An answer for "why?"

A conversation I had with some students this evening has been bugging me tonight, kind of in the way that you find yourself coming up with snappier comebacks or wittier comments than the ones you actually said, hours or even days after they no longer matter. But in this case, it wasn't an insult I wanted a comeback to or a conversation I wanted to sound a bit wittier in, but a terribly vital, deceptively simple question: why?

I had overheard a conversation about problems of a religious sort between a couple of students who had dropped in for anatomy tutoring this evening, but when I offhandedly asked what was up they told me it was "church problems," in a tone of voice that seemed to say "you're Jewish, you wouldn't understand." Wanting to feel a little more relevant, I admitted to having tried to be a Christian minister once, prior to   choosing Judaism. This decision seemed to puzzle them. They wanted to know why I would do such a thing. 

Why become Jewish? I offered a few reasons: I have a good number of Jewish friends, I envied the way their Jewish faith and culture enriched their lives, I figured there must be something of great value in it for them to persist in swimming against the strongly christocentric current of American culture, I admired how their Judaism and Jewishness seemed to be a central part of their life without giving rise to all of the in-your-face public displays of religiosity that I've seen from, well, certain deeply involved members of certain other faiths.

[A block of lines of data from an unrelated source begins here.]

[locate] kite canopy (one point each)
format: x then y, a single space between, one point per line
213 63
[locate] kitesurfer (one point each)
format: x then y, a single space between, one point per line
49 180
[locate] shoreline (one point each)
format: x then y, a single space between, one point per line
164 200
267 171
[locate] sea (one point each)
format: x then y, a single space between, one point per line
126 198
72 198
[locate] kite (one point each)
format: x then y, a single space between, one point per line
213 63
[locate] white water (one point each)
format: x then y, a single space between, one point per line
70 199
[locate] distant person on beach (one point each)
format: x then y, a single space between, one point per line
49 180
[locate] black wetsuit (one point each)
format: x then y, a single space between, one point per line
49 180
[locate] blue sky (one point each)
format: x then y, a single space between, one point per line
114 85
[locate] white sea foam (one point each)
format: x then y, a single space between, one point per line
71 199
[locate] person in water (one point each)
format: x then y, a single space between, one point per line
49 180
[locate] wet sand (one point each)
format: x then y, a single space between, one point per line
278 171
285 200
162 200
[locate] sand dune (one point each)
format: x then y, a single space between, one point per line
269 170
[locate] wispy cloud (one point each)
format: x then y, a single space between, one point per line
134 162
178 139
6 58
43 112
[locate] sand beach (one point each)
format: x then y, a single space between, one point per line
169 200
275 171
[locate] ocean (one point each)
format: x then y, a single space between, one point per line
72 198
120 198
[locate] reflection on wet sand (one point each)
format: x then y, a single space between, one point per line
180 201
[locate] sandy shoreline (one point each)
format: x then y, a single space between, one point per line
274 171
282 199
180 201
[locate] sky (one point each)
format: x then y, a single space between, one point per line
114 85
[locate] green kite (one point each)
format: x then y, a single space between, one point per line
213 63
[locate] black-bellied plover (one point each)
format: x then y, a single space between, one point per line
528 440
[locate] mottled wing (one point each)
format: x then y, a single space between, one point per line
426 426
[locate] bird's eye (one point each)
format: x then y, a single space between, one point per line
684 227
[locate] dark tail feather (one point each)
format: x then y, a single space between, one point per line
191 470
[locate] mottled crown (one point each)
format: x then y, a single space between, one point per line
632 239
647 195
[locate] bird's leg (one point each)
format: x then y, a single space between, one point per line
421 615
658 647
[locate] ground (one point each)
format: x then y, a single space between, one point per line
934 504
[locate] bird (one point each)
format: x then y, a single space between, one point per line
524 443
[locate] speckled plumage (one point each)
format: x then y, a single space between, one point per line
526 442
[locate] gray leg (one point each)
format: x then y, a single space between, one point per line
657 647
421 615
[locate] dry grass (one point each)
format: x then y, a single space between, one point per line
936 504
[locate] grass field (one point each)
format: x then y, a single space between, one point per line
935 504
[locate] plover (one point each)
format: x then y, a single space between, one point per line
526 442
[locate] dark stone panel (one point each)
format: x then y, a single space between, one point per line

I had found myself shopping for a religion and I liked what I saw in my Jewish friends, so why not? 

They were not convinced.

They wanted to know if I was at least the Messianic kind of Jew. Or was I the orthodox type who don't read the New Testament? I didn't tell them I'd had enough of messianism and that's why I left Christianity. I did tell them about Reform vs. Orthodox and how we Reform types try to follow the deep essence of Judaism in an ever-evolving set of practices rather than sticking to every yod and tittle of rabbinic law. They were happy to hear that somewhere you could find Jews who would share a bacon cheeseburger with you.

What can I say, it was a weird conversation. 

I told them about the sheer joy I find in my new religion. About the fact that we have at least twice as many holidays as they do, and not all packed into one corner of the year. One of them said "you don't change religions just to get better holidays."  I thought to myself "well maybe you don't!"

But they persisted: why did I decide to convert? 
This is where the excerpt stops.